Но «Вильгельм Густлофф» отчалил без меня.
Я плакала. Я кричала. Я проклинала Бога и Гитлера. Я чувствовала себя бессильной и брошенной, обесчещенной и преданной. Обманутой. Я выла от тоски, как собака. И очень хотела умереть – мечтала утонуть в ледяной Балтике и тем самым прекратить свое существование, как я уже говорила, – но храбрости не хватило.
Через два дня я поездом вернулась в Торунь, к твоим бабушке и дедушке. А на третий день в немецкой газете прочитала, что 30 января 1945 года около 21.00 «Вильгельм Густлофф» затонул в районе Лабы. В него попали три советских торпеды с подводной лодки С-13 под командованием Александра Маринеско. В тот вечер погибли почти десять тысяч человек, сыночек. Вода в Балтийском море была очень холодной, а мороз стоял 18 °C. Катастрофа «Титаника» по сравнению с этой трагедией – ничто, столкновение байдарки с сугробом. А ведь Маринеско должен был знать, что на борту корабля в основном женщины и дети. И все-таки приказал торпедировать корабль.

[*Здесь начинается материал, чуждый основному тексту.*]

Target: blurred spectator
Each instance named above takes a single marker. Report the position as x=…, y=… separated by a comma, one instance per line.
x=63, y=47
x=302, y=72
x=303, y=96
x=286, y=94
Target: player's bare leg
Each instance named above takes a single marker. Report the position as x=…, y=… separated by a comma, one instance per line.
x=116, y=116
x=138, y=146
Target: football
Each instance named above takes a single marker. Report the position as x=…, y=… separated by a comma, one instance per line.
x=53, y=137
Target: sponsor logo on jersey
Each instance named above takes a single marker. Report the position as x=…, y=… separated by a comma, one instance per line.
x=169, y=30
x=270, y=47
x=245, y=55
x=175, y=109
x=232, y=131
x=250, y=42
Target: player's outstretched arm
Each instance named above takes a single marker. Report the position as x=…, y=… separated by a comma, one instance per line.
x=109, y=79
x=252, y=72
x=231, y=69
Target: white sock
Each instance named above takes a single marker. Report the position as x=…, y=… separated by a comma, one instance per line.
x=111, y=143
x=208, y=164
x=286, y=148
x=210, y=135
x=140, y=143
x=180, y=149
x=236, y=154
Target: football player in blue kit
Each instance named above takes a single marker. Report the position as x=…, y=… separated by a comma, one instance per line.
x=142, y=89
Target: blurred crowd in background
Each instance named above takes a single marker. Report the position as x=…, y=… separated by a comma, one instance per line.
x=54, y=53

Он за это от товарища Сталина лично получил медаль «За отвагу». А потом, уже посмертно, 5 мая 1990 года Михаил Горбачев присвоил ему звание Героя Советского Союза – что меня, сыночек, удивило несказанно.
По секрету Тебе скажу, по-моему этот Горбачев тот еще демократ, и я никак не могу понять, чем он тех же немцев берет, начиная с Гельмута Коля.
Маринеско я как-то здесь, в аду, встретила. Смотрит своими наглыми глазами, рассказывает о «Густлоффе» как о полете Гагарина в космос, говорит, торпед было не три, а четыре, только четвертая не сработала. А если бы сработала, «эти фрицы сдохли бы еще быстрее». Так что, сыночек, сам видишь, какие у нас тут, в аду, экземпляры имеются, без малейшей способности к состраданию. Я Маринеске этому сказала, что он – аморальная до мозга костей гнида, ведь знал, должен был знать, кто на борту «Густлоффа» находится. А он, сволочь, медалями от Сталина и Горбачева зазвенел, назвал меня «ополяченной немецкой поганой сукой» и с размаху ударил в лицо. И знаешь, кто меня поднял, когда я кровь с разбитых губ-то глотала? Тот самый эсэсовец, которого я морозным утром 30 января 1945 года на пристани не дождалась. И я его поблагодарила. Главным образом за то, что дал мне возможность Тебя родить. Ведь это действительно он сделал такое возможным – через то, что не пришел.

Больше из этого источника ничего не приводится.